Este capítulo apresenta-nos em seguida o instrumento que Deus emprega para julgar a incredulidade e todos os movimentos do coração que tendem, como temos visto, a levar o crente a abandonar a sua posição de fé, a ocultar-lhe Deus, satisfazendo antes a sua carne, e a procurar repouso no deserto.

Este Julgamento é muito precioso para o crente que é reto de coração; tem por efeito torná­-lo capaz de descobrir tudo o que tende a detê-lo no seu caminho, ou a retardar-lhe os passos. A Palavra de Deus, revelação de Deus, expressão do que Deus é, de tudo o que O rodeia e do que Ele quer, no meio de todas as circunstâncias em que nos encontramos, julga tudo o que, no coração do homem, não é de Deus. Ela é mais penetrante do que uma espada de dois gumes. Viva e enérgica, ela separa tudo o que mais intimamente está ligado e confundido nos nossos corações e nos nossos pensamentos. Onde a natureza (alma e os seus sentimentos) se mistura com o que é profundamente espiritual, a Palavra de Deus coloca entre ambos, como o fio de uma espada, a verdade viva de Deus, e julga os movimentos ocultos do coração a tal respeito. Ela discerne todos os nossos pensamentos e as respectivas intenções. Mas tem ainda um outro caráter, como vinda de Deus: Ela é como um olhar penetrante, sobre a nossa consciência; põe-nos na presença de Deus com tudo o que ela nos força a descobrir. Ela coloca, pois, a nossa consciência sob o penetrante olhar do próprio Deus.
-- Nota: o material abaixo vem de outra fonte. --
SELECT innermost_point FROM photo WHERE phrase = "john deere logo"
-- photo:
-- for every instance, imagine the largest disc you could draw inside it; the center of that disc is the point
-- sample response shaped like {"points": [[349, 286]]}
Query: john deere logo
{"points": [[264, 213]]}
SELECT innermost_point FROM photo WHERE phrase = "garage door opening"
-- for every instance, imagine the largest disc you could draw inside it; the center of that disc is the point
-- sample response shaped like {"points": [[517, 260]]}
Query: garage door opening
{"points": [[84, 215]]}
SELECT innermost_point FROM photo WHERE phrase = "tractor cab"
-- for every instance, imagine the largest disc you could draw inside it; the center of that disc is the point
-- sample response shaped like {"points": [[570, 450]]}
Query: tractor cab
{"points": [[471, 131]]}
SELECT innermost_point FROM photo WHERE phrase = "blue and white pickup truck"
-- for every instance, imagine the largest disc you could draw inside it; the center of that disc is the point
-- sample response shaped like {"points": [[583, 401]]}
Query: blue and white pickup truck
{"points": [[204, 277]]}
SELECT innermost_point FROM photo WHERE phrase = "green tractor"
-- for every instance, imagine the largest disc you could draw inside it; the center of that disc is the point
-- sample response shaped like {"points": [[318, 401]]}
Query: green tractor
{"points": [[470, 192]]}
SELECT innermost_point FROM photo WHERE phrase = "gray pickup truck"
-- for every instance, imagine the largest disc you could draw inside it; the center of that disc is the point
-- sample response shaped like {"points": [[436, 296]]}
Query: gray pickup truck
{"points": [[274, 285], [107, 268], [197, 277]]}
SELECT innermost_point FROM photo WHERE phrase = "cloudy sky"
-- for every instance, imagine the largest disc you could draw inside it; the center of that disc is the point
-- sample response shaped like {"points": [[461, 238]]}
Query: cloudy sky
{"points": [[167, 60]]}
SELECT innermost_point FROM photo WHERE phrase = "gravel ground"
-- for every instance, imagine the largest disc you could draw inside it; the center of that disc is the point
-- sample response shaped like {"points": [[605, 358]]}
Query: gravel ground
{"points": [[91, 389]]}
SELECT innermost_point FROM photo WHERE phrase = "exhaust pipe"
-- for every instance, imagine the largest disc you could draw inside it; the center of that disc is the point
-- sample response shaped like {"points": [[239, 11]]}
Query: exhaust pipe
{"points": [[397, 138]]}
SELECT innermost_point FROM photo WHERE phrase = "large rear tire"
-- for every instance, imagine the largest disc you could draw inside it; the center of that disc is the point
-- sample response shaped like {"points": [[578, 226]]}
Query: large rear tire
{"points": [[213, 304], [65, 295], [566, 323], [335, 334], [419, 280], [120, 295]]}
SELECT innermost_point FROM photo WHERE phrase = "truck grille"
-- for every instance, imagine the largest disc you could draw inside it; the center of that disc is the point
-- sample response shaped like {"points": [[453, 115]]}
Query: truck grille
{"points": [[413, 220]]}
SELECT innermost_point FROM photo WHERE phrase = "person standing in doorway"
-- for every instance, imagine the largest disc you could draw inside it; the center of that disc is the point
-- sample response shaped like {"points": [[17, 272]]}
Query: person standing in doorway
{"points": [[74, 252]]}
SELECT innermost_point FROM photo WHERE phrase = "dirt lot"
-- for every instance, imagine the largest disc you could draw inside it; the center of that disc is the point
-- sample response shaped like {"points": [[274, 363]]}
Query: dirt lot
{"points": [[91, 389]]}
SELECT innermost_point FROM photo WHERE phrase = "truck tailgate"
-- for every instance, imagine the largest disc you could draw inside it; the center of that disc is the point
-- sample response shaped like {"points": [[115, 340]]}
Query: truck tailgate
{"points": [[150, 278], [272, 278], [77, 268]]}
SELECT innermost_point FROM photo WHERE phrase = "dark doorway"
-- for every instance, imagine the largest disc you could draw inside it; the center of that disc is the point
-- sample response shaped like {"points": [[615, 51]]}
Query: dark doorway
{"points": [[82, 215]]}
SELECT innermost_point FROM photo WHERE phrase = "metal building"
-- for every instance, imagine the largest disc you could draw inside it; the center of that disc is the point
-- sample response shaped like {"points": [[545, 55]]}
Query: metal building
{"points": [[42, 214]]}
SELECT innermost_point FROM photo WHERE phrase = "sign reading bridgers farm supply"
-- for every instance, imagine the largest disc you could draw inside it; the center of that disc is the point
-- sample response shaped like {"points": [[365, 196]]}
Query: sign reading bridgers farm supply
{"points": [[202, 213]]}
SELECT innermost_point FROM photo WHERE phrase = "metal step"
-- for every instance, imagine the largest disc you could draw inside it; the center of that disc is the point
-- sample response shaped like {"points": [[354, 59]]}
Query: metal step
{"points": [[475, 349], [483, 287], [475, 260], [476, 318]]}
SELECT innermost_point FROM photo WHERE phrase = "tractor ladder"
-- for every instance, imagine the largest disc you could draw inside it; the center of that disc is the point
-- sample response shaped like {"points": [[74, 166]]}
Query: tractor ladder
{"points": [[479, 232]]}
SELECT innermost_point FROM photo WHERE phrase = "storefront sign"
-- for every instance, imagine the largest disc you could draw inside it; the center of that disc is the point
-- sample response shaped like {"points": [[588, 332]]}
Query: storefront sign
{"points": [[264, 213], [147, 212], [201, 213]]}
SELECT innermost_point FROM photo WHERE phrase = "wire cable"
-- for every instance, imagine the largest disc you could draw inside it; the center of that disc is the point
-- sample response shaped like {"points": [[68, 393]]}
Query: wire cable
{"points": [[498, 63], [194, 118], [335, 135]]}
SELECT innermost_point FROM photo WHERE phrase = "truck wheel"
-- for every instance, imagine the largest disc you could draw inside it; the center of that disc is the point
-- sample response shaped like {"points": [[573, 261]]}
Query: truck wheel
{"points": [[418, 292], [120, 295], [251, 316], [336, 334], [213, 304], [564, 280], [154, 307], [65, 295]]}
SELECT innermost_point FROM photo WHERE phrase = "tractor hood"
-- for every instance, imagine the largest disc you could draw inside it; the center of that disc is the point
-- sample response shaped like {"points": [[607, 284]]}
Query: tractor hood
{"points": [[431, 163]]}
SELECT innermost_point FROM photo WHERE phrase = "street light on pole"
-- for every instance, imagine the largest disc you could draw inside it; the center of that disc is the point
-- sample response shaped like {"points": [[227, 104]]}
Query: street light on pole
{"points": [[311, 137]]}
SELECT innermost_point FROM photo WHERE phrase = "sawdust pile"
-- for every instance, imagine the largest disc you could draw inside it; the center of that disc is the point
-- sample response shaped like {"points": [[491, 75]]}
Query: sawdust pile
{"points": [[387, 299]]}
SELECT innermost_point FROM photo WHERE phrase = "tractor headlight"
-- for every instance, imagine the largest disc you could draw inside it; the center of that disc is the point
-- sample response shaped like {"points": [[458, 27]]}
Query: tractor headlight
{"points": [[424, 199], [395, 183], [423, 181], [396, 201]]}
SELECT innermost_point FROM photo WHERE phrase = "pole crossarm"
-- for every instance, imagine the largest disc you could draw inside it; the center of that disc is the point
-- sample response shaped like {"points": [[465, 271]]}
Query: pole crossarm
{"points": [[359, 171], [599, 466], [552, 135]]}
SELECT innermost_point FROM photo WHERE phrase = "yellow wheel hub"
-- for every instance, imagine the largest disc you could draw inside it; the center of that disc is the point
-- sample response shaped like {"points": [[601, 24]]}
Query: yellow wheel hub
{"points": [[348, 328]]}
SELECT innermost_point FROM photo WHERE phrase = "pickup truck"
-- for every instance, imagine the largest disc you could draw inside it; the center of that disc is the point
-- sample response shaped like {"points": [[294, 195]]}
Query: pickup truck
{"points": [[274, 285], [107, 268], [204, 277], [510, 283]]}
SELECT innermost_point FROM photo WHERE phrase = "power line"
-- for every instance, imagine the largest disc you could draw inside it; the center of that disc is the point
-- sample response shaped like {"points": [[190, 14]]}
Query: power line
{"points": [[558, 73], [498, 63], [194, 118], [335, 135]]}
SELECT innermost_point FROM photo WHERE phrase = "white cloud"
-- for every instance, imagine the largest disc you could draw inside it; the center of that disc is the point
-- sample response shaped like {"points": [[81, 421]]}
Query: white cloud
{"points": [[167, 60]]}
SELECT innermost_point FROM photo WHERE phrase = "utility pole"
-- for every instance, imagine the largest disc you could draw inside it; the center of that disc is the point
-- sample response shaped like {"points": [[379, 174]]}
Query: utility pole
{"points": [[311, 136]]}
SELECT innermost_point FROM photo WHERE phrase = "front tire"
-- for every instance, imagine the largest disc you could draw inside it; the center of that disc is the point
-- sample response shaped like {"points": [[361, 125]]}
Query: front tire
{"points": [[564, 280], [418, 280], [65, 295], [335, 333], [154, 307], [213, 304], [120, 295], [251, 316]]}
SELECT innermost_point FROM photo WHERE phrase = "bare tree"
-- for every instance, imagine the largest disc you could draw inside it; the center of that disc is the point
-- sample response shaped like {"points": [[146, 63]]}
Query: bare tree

Nada há oculto; tudo está manifesto aos olhos d'Aquele com quem temos de tratar (1).

Tal é o verdadeiro socorro, o poderoso instrumento de Deus para julgar em nós tudo o que nos impediria de continuarmos alegremente, com um coração fortificado pela fé e pela confiança em Deus, a nossa caminhada através do deserto. Precioso instrumento· de um Deus fiel! Sério e solene na sua operação, mas de uma bênção inapreciável e infinita nos seus efeitos, nas suas conseqüências! É um instrumento que, na sua operação, não deixa "as vontades da carne e dos pensamentos" livres de atuarem, não permite ao coração enganar-­se, e dá-nos força, colocando-­nos, sem impedimento, na presença de Deus, para continuarmos o nosso caminho com alegria e energia espiritual.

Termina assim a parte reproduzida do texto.